International Exposure Could Help
My next point looks at the country make-up of IBUY. While the fund is predominately U.S.-focused, it does have some international exposure. In fact, about a quarter of the holdings are based overseas, with Chinese companies representing over 6% of the fund’s total assets, as shown below:
Source: Amplify ETFs
While I tend to shy away from investing in Chinese equities, I actually think this exposure could be beneficial at the moment. The reason being, the Chinese consumer has started to show signs of life, finally reversing the trend of negative retail sales growth this year. In fact, September retail figures were the strongest they have been all year, as illustrated below:
Simply, I see this as an opportune time to start banking on the Chinese consumer. The turnaround appears to have begun, and the transition to a Biden presidency will begin to remove some of the headwinds facing the broader Chinese economy. While I prefer to keep my investment dollars closer to home, this small amount of Chinese exposure does not have me worried, and I actually feel it could be beneficial for the fund in the months to follow.
Almost No Income, A Speculative Play
My tone throughout this review has been fairly positive, and I do feel IBUY has a bright future ahead of it. That said, I do want to manage expectations here. Finding value in this market is an increasingly difficult challenge, and investors need to realize they would be getting into IBUY now at an all-time high.
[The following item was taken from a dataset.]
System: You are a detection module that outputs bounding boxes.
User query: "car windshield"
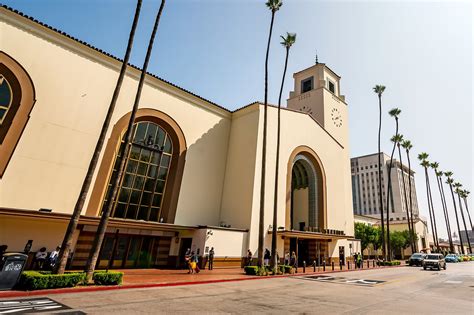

We seem due for a bit of a pullback in equities, even if we continue to see positive news, so I would advocate being selective on new positions. Starting small, and adding on any down days, makes a lot of sense to me.
Adding to that point, investors need to realize this is a speculative play. Top holdings like Lyft (LYFT) and Uber (UBER) have some momentum, but they are not highly profitable companies with clear growth trajectories. Rather, they have recorded heavy losses and face regulatory scrutiny here and abroad. This is not to say they are not good investments, but to emphasize they, and IBUY by extension, is not a “safe” play. The fund is a more speculative option, for those who can afford some risk in their portfolio.
The lack of a defined income stream is also a concern for me, and it suggests many of the underlying companies are not as established as one would get by investing in a diversified large-cap fund. As a result, while I am placing a “bullish” rating on this fund, I want investors to recognize the potential for losses before diving in.
IBUY has hit a new high recently, along with the broader market, and the path ahead continues to look bright. Online spend is up, in the U.S. and abroad, and IBUY offers investors a great way to play one of the most important generational plays in our lifetime. Further, IBUY holds plenty of companies that will benefit from the economy re-opening, so I do not see a lot of the downside risk that will cloud the outlook for other stay-at-home plays. Therefore, I believe a bullish rating on IBUY is justified, and would suggest investors give the fund some consideration at this time.
Disclosure: I/we have no positions in any stocks mentioned, but may initiate a long position in IBUY over the next 72 hours. I wrote this article myself, and it expresses my own opinions. I am not receiving compensation for it (other than from Seeking Alpha). I have no business relationship with any company whose stock is mentioned in this article.